Дед Саша взглянул на часы и встрепенулся.
– Я ж еще на самолет успеваю!.. Леш, ты прости – я, конечно, должен бутылку взять…
– Да двигай ты! – Леша не хотел ничего обсуждать – подобные минуты, когда совершенно спонтанно и, как правило, безвозмездно, ему доводилось делать добро, были самыми счастливыми в жизни; он, вроде, поднимался в собственных глазах, а это всегда безумно приятно, – сегодня я тебе помог, завтра – ты мне; что мы, считаться будем?
– Леш, приезжай к нам в Куйбышев, понятно? – дед Саша неловко обнял своего спасителя, – я тебе помогу устроиться… да, вообще, все помогу!..
– Ладно, сочтемся, – Леша похлопал его по плечу.
– Так что, я пошел? – завершив ритуал благодарности, дед взял портфель, – а деньги, если привезешь – хорошо; нет, так нет – все равно мальчишки мне эти платы бесплатно тащат. У нас хорошие мальчишки, понятно?

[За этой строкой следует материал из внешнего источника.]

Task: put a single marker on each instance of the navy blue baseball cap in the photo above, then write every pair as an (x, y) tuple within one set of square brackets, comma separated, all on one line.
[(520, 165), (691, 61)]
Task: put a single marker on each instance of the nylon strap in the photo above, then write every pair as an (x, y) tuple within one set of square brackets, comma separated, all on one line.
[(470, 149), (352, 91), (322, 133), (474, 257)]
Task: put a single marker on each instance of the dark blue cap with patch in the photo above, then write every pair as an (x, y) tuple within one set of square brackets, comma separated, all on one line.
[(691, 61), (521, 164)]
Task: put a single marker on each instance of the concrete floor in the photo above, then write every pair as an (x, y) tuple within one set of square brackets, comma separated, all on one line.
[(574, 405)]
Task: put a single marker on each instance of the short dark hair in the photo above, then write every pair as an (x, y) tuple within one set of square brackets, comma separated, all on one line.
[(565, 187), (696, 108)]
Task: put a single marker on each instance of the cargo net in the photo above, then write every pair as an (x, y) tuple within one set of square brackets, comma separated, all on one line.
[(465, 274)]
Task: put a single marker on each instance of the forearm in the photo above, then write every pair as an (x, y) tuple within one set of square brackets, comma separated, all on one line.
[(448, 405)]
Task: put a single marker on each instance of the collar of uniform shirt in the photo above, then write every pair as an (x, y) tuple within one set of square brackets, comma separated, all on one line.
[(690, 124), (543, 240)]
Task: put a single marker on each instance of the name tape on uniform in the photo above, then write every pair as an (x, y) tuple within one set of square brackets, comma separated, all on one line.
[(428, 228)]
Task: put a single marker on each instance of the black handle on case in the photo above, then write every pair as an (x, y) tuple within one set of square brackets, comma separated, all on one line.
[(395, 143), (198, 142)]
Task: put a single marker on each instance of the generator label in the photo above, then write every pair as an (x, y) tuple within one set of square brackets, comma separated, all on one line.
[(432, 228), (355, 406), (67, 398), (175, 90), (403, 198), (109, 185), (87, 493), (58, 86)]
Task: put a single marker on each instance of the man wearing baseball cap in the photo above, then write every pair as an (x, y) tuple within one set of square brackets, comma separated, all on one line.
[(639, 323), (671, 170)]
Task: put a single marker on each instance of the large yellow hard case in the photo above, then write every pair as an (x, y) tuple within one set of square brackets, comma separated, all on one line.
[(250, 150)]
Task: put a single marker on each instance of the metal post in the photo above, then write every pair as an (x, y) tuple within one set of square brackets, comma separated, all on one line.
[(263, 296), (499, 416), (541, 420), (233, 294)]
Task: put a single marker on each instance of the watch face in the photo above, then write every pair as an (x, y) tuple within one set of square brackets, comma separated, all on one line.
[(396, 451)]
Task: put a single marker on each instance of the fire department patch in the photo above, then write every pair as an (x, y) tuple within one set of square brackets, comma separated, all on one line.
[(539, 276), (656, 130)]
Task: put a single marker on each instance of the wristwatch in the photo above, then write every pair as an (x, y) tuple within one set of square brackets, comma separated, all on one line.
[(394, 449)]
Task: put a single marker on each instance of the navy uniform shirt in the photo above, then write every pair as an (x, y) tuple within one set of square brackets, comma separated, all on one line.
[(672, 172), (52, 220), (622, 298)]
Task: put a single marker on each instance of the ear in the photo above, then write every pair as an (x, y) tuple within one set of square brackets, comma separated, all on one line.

– Да понятно!.. – Леша рассмеялся, – опоздаешь ведь.
Когда дверь закрылась, сразу стало как-то пусто. Леша открыл окно и долго смотрел, как дед Саша ковылял через площадь со своим огромным портфелем, а потом исчез за домами, в которых вспыхивали первые окна. Ему было абсолютно хорошо, пока откуда-то не возникла маленькая противная мыслишка: …И, на фиг, мне эти платы, если я сам завтра улетаю?.. Хотя буду возить с собой и предлагать на каждом заводе – может, где и спихну, а нет, так выкину, – Леша взвесил на руке сверток, – они не тяжелые…

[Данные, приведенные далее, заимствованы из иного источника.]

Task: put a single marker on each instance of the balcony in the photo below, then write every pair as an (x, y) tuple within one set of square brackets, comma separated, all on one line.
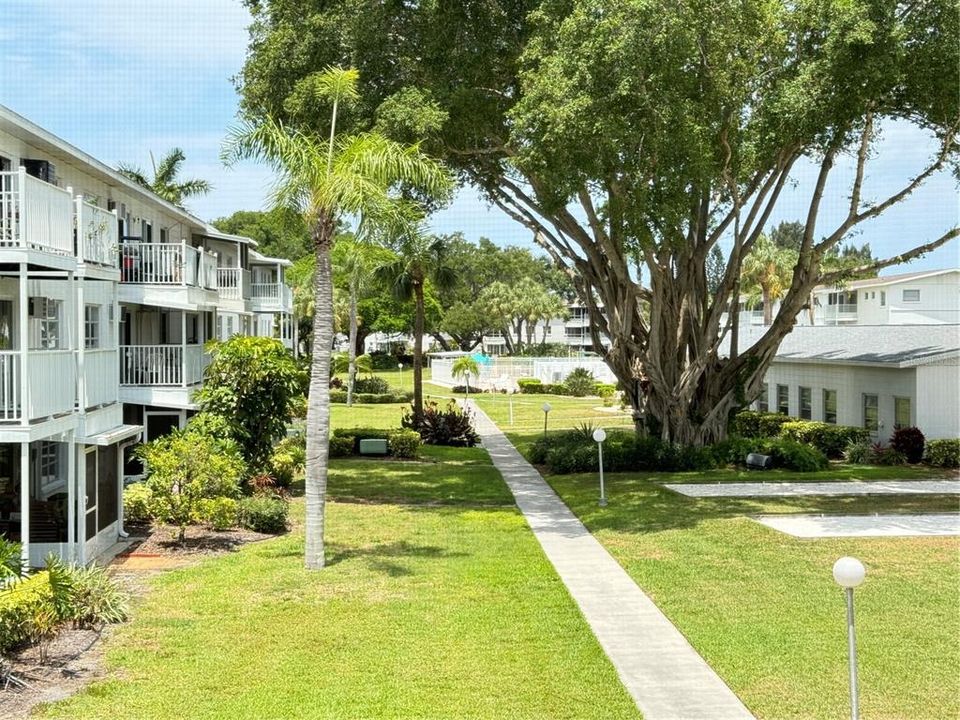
[(167, 264), (233, 283), (50, 389), (97, 234), (162, 365), (272, 295), (35, 215)]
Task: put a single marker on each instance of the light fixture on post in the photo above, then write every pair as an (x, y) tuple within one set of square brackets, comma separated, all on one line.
[(599, 435), (849, 573), (546, 411)]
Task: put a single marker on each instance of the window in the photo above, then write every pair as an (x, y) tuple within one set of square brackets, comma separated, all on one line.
[(45, 324), (783, 399), (763, 402), (871, 413), (91, 326), (806, 403), (830, 406), (901, 412)]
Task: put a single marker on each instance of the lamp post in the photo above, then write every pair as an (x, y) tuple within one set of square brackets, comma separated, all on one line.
[(599, 435), (849, 573)]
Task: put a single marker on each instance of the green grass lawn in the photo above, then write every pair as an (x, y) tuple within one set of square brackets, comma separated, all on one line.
[(437, 603), (762, 607)]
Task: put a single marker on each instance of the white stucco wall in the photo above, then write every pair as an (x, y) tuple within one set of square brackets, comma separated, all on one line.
[(938, 400)]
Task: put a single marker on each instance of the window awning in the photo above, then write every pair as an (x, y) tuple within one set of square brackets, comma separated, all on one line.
[(114, 435)]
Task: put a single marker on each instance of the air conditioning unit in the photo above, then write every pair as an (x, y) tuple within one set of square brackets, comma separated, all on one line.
[(40, 169)]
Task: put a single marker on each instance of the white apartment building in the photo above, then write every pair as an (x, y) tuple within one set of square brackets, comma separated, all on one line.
[(876, 377), (107, 295)]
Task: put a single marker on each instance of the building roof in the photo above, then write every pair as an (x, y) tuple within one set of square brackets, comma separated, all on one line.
[(258, 258), (59, 149), (870, 345), (887, 279)]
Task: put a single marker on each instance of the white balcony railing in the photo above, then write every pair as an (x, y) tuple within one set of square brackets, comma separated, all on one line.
[(233, 283), (162, 365), (167, 264), (97, 234), (9, 385), (35, 214)]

Прошелся по комнате.…Если б, конечно, место было поинтереснее, да погода поприятнее, можно недельку отдохнуть… Леша снова посмотрел на неприветливый город, с заходом солнца сделавшийся и вовсе мрачным; к тому же за окном, словно костями, стучали обмороженными ветвями тополя. …Найти б «левую» машину – небольшую, чтоб за неделю слепить… а где? На этом заводе своих спецов хватает – тут и дергаться-то смешно… да чего я голову ломаю? Завтра звякну в отдел – наверняка есть что-то по Сибири, а через пару недель мотнусь сюда за бабками… Это была разумная мысль, и с ней Леша успокоился.
В открытое окно ворвались звуки музыки, и фальшивый голос запел про желтоглазую ночь. Леша потянулся. …О, кабак открылся! Пожалуй, имеет смысл поужинать, а то деда Саши с его «месивом» больше нет, кормить меня некому…

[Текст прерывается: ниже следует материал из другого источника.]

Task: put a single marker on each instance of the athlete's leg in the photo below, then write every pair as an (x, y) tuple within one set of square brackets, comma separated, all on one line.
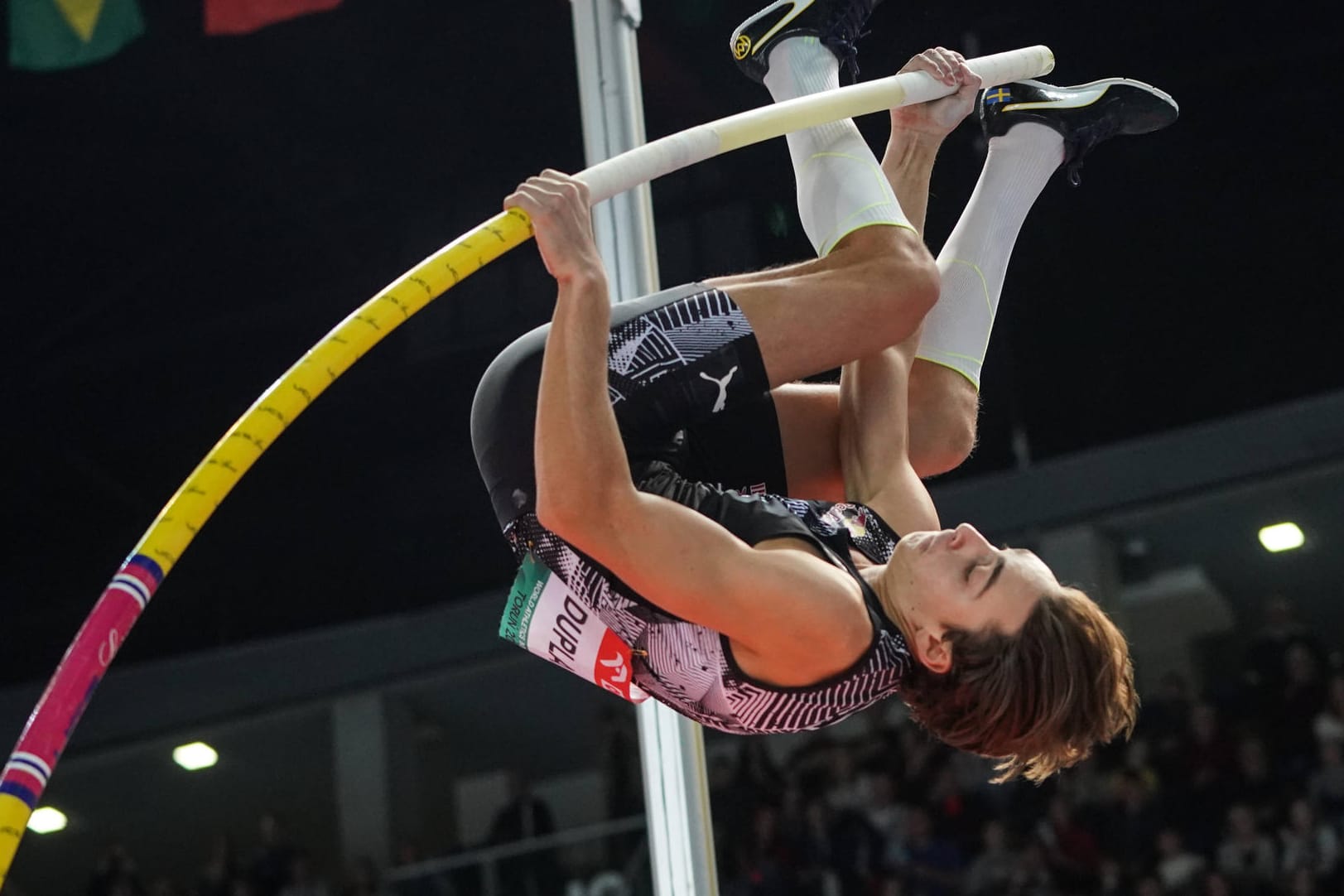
[(1033, 129), (945, 378), (874, 280)]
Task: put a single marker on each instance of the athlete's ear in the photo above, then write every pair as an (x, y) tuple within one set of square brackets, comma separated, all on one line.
[(932, 650)]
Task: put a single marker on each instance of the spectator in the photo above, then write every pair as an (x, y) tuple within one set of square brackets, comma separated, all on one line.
[(362, 879), (1163, 723), (1033, 874), (1130, 822), (763, 864), (1268, 652), (1178, 868), (1328, 723), (116, 874), (1308, 844), (302, 881), (219, 870), (1298, 706), (1148, 885), (269, 868), (523, 817), (933, 864), (1072, 850), (1326, 783), (992, 870), (1255, 782), (887, 817), (1246, 856), (845, 789), (1201, 792)]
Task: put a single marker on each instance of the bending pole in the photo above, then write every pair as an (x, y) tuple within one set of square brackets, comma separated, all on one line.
[(45, 736)]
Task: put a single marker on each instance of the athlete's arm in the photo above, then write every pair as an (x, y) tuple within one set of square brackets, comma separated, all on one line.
[(783, 605), (578, 451)]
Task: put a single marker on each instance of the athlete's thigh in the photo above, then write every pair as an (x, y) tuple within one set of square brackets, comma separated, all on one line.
[(809, 436)]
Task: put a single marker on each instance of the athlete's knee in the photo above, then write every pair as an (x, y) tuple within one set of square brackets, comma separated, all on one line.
[(944, 410), (895, 267)]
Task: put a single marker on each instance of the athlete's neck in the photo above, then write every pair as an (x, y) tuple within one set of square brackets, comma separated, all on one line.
[(882, 585)]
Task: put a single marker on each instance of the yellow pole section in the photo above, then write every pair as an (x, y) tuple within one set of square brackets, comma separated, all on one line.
[(30, 766)]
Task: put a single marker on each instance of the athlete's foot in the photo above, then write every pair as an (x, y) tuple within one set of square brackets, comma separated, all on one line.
[(835, 23), (1085, 114)]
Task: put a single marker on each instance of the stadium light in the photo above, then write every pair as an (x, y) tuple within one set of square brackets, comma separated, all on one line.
[(195, 757), (1281, 537), (46, 821)]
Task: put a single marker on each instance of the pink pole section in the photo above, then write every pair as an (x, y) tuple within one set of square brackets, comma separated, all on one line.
[(78, 675)]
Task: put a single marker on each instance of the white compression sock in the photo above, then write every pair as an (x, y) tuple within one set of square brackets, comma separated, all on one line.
[(975, 258), (841, 183)]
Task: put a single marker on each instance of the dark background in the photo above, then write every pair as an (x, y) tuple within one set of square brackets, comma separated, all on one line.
[(185, 220)]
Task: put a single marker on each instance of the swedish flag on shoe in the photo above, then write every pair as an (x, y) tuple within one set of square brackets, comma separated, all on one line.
[(1085, 114), (837, 23)]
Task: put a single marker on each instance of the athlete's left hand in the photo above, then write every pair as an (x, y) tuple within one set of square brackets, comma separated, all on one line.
[(558, 207), (940, 117)]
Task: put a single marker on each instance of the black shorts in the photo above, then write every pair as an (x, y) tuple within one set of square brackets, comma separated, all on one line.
[(687, 384)]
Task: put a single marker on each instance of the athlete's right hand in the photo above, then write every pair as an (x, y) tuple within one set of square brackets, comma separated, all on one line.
[(562, 224), (940, 117)]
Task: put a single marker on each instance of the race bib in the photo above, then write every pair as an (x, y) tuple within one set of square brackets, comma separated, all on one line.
[(546, 619)]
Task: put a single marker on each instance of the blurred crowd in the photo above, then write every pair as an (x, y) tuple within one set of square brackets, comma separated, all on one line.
[(1234, 788)]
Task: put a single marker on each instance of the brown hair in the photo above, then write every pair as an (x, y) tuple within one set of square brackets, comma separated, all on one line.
[(1038, 700)]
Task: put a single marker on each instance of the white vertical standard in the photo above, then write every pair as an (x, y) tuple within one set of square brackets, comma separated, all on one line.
[(672, 747)]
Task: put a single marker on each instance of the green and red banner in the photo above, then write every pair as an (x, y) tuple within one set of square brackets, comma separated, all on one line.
[(245, 17), (47, 35)]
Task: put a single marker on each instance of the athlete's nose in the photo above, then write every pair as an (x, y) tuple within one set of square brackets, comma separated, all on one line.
[(962, 535)]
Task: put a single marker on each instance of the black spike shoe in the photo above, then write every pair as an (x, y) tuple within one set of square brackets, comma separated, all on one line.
[(836, 23), (1086, 114)]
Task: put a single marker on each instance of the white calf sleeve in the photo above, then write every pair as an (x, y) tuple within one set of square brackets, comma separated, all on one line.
[(975, 258), (841, 185)]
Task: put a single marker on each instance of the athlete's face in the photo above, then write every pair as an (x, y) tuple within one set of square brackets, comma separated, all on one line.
[(956, 578)]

Когда он спустился вниз, ресторан только оживал. Музыканты, отыграв одну песню, видимо, решили, что работать перед пустым залом ниже их достоинства и ушли. Вокруг стоял лишь неровный гул, складывавшийся из тихих голосов, шарканья ног, перезвона посуды – все, словно настраивались на что-то веселое и беззаботное. Леша сделал заказ и закурил, разглядывая публику, хотя разглядывать оказалось некого – единственный, кто поразил его, был парень в джинсах и рубашке с галстуком. …Господи, до чего может довести убогость и мода! – решил он, – а лица у всех самодовольные; через губу переплюнуть лень – как же, мы ведь пришли в ресторан! Такое событие!..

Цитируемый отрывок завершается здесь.